If you do nothing else, you want a very clear idea of what your husband plans to do with his time and energy once he is retired. Figure out why he wants to retire ideally. Even my middle-schooler said “Why would someone retire early, retirement is for old people” and she’s right, it really is. Healthy people need and want to contribute to their families and ensure their families are emotionally healthy. I’d be worried about his physical and/or mental health if your assessment that he isn’t an ass is correct. A change in desire and behavior is an indicator of a problem.

for Windows 10

Anonymous
Anonymous wrote:I haven’t read all the replies, but I agree with the OP.
I am a SAHM (at least for now) of two elementary age kids. I do 100% of school drop-offs and pick-ups, taking kids to and from sports/activities/appointments, watching the kids on school holidays/snow days, etc. I also do about 90% of the shopping and cooking and most of the housework. Why wouldn’t I? All of this is the point & benefit of having one parent home. Why should the working parent pick up extra work when one parent isn’t working for money?

Also, I think it’s funny how people on DCUM love to call people like me lazy, but think OP’s husband deserves a break.


Because he worked a real job for 30 years
Anonymous
Anonymous wrote:
Anonymous wrote:I haven’t read all the replies, but I agree with the OP.
I am a SAHM (at least for now) of two elementary age kids. I do 100% of school drop-offs and pick-ups, taking kids to and from sports/activities/appointments, watching the kids on school holidays/snow days, etc. I also do about 90% of the shopping and cooking and most of the housework. Why wouldn’t I? All of this is the point & benefit of having one parent home. Why should the working parent pick up extra work when one parent isn’t working for money?

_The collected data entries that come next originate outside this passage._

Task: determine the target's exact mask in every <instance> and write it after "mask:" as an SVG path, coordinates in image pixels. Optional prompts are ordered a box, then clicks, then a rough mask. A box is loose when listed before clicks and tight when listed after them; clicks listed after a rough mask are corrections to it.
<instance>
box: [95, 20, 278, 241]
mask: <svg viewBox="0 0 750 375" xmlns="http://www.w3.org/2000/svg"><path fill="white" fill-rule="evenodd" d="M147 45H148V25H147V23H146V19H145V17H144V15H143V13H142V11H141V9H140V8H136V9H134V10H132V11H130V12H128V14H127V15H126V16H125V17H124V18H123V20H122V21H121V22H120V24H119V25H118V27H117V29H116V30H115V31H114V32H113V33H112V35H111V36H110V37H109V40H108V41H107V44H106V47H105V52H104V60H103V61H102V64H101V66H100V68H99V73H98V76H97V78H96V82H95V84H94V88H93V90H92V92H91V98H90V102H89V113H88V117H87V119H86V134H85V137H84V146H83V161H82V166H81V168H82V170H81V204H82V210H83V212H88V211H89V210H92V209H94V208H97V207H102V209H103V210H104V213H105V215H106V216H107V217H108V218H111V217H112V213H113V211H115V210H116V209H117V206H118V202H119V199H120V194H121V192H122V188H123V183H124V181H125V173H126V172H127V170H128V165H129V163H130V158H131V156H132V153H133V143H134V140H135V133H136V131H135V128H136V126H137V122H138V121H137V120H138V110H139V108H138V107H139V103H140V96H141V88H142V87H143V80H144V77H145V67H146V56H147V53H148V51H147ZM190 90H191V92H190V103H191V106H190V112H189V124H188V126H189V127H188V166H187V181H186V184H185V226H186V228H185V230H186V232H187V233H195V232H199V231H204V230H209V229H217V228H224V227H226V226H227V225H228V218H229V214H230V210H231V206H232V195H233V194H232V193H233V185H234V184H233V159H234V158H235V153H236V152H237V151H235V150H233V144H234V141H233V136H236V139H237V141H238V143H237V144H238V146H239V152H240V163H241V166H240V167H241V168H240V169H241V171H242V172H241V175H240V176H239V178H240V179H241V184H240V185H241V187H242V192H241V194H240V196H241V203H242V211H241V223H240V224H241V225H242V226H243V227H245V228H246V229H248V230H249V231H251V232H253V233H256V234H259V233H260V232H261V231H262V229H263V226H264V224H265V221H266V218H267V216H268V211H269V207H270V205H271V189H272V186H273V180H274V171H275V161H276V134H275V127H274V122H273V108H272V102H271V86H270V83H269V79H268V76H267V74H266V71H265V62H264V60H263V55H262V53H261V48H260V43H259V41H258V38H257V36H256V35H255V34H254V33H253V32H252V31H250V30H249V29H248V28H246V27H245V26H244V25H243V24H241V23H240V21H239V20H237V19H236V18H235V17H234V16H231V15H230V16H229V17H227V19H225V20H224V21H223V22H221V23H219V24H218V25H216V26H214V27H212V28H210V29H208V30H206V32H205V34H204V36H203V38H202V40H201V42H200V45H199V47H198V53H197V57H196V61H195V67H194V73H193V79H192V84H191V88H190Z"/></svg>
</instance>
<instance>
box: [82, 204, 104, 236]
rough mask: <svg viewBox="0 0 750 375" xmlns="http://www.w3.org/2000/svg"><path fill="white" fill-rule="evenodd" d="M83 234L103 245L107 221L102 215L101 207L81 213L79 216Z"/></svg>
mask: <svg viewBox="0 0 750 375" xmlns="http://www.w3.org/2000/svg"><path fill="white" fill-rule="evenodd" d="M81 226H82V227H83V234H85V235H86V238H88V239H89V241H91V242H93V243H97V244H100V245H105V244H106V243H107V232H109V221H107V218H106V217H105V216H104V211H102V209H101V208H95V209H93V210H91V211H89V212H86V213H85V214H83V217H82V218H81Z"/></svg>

Also, I think it’s funny how people on DCUM love to call people like me lazy, but think OP’s husband deserves a break.


Because he worked a real job for 30 years


And expects wife #2 to pay for her stepson’s education while he retires early. He’s a real winner! Where can I get someone like that??
Anonymous
Anonymous wrote:
Anonymous wrote:This is so silly. He's retiring from work, not from life. If you didn't have a kid but you had a dog, would retirement mean he suddenly isn't responsible for walking the dog?


Sounds like he’s saying they should both walk the dog 50% of the time. He shouldn’t have to walk the dog 100% of the time just because he’s home all day.


Disagree. If OP leaves before dog needed to be walked and gets home after dog needed to be walked, then OP’s husband should walk the dog. Similarly, OP has been leaving early (before drop off) to get work done early enough to pick up. There’s no reason OP’s husband can’t pick up so that OP can go in at a normal time.
Anonymous
Anonymous wrote:Good luck. I’m about 6 years out from a similar situation. I’m seriously considering separating due to my resentment at his retirement with kids still at home and all the usual home care. He picks and chooses what random project he wants to work on after sleeping in bc he binge watched Netflix. I thought a little time doing this was ok, but it’s been years. Every discussion is “but I retired”. Please work this out BEFORE he actually retires.


A trial separation may be the wake up call he needs.